1. Field of the Invention
The present invention relates to a computer-aided routing method and an apparatus therefor which are used in piping in plants, layout design of ducts and rest rooms, and wiring design of electronic circuits.
2. Description of the Related Art
In recent years, computer-aided design (CAD) systems have been used to shorten time for designing various plants and equipment and reduce labor. Some conventional CAD systems include a routing system for aiding design of routing, i.e., paths in piping design in plants, layout design of equipment, or wiring design of electronic circuits. A typical routing system is described in Japanese Patent Disclosure (Kokai) No. 60-79470 or 62-114061. When piping design in plants by a routing system is exemplified, the routing system has a function of finding best routing, i.e., best piping in a best area in a plant, with an aid of a computer in consideration of restriction conditions such as conditions defined by pipes used, buildings of plants, safety, cost, and the like, and a function of displaying the routing result and drafting a routing plan.
In a conventional routing system, a specific target routing area is found by a general technique shown in a flow chart in FIG. 1. More specifically, when an operator inputs an object area name, a size of a specific target space, and limiting conditions and energizes the routing system, space data of an object area is read out from a memory, and the object area is divided into a plurality of small areas (SA1).
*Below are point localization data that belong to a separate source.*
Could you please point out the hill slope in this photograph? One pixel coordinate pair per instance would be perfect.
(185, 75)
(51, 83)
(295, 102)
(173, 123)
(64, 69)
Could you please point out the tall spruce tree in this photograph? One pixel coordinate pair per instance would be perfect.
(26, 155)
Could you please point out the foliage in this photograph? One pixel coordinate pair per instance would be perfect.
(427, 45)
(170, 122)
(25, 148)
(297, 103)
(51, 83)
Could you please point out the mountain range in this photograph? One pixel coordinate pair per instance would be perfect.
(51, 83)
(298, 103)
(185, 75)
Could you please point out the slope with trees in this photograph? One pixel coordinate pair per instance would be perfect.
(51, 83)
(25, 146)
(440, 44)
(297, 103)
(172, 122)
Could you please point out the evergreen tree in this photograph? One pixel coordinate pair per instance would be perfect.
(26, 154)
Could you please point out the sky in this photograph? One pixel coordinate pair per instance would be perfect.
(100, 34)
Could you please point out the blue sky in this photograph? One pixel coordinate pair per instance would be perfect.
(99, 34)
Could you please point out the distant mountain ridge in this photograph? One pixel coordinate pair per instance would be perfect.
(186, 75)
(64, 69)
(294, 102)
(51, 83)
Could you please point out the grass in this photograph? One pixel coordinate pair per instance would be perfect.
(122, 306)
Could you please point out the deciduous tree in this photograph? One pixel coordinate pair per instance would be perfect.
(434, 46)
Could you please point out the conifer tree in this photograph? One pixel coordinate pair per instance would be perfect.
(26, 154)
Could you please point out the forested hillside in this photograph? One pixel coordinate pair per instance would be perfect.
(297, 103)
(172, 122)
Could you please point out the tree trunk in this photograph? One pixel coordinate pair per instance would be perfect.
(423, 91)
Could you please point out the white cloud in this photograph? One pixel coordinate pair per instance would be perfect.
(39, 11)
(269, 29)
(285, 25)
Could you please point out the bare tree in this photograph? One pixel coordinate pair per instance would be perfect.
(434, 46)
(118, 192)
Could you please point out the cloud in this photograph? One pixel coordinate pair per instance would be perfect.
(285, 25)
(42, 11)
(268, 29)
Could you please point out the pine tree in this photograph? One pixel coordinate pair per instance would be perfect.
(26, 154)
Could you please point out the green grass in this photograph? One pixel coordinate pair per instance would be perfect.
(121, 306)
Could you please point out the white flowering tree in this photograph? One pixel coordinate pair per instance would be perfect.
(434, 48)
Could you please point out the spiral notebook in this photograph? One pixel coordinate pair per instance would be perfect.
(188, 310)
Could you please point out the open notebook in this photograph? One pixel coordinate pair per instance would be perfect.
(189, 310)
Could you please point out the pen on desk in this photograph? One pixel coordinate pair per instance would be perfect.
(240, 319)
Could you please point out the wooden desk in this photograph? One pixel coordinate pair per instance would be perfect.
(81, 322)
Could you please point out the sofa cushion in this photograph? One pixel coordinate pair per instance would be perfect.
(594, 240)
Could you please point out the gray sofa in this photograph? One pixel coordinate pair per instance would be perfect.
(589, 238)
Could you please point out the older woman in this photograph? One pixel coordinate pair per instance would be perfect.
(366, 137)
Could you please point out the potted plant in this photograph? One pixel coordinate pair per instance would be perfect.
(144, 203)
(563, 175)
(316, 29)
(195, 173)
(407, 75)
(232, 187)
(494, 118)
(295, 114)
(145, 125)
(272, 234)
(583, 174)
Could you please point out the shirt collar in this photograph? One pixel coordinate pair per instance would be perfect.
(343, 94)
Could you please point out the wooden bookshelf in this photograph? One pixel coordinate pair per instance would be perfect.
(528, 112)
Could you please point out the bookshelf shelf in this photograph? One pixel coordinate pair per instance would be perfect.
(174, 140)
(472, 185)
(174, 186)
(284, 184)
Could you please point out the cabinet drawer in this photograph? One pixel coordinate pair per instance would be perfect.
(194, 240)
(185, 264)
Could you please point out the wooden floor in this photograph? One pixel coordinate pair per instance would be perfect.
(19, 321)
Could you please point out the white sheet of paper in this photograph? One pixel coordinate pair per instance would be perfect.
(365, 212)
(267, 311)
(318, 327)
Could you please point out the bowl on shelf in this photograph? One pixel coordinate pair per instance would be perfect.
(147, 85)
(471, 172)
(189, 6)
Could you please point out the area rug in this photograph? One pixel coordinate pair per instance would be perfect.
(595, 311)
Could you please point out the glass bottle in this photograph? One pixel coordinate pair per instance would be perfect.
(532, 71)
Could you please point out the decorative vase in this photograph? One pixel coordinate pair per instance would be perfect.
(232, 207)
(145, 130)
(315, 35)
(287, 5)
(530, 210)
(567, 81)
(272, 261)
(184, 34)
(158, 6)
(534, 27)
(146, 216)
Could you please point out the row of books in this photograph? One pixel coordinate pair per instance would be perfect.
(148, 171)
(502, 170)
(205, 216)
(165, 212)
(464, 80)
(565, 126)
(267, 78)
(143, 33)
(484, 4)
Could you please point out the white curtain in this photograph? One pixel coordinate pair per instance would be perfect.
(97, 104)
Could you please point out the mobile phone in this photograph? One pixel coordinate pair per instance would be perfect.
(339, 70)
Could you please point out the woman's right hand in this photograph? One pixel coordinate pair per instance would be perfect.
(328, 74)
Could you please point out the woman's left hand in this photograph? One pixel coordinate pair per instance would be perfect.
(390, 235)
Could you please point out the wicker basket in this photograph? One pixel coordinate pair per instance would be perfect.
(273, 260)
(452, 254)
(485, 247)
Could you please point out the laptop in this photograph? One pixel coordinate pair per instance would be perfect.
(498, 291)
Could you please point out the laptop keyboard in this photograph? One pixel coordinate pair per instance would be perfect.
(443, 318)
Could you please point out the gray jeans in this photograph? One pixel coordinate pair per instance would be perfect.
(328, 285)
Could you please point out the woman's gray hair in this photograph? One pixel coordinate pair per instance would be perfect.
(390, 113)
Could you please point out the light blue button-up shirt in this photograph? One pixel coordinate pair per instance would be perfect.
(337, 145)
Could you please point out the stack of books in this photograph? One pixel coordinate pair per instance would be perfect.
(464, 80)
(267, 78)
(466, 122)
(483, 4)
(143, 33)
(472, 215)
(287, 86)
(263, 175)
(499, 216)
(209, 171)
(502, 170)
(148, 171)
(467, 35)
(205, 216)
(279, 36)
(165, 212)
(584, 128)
The space data read out from the memory are assigned to the corresponding divided areas (SA2), a divided area or divided areas which coincide with the specific target area are found using a routing method such as an A-star algorithm or a lattice development method (maze method) (SA3 and SA4).
The above processing in a two-dimensional space will be briefly described below. As shown in FIG. 2, assume that an object area 1 is selected and that specific piping between points A and B in the object area 1 is ordered. Under these assumptions, the object area 1 is divided into small areas in a mesh-like manner. The length and width of each divided area 2 are determined by a maximum outer diameter of piping. Space data, i.e., data of an obstacle 3, read out from the memory are assigned to the respective divided areas 2. A routing processor extracts the divided areas 4 continuous from the point A to the point B to perform target piping without being interfered by the obstacle 3. The resultant route is the final piping route.
In the conventional routing system employing the above technique, however, when the object area is increased or the specific area size is small, the number of divided areas constituting the object area is very large. As a result, a required memory capacity is greatly increased, and the processing time is prolonged accordingly.
In order to eliminate the above drawbacks, the following conventional methods are proposed: (a) a method of appropriately selecting a start point; (b) a double developing method in which routing is started from both ends of a route to be obtained; (c) a method of appropriately limiting a routing area; and (d) a method of giving a higher priority to a direction closer to a target point during routing. None of these conventional methods, however, cannot greatly reduce the memory capacity.
As described above, in the conventional routing systems, when the object area is increased and the size of the divided areas corresponding to a routing target is decreased, the memory capacity must be increased and the processing time is undesirably prolonged.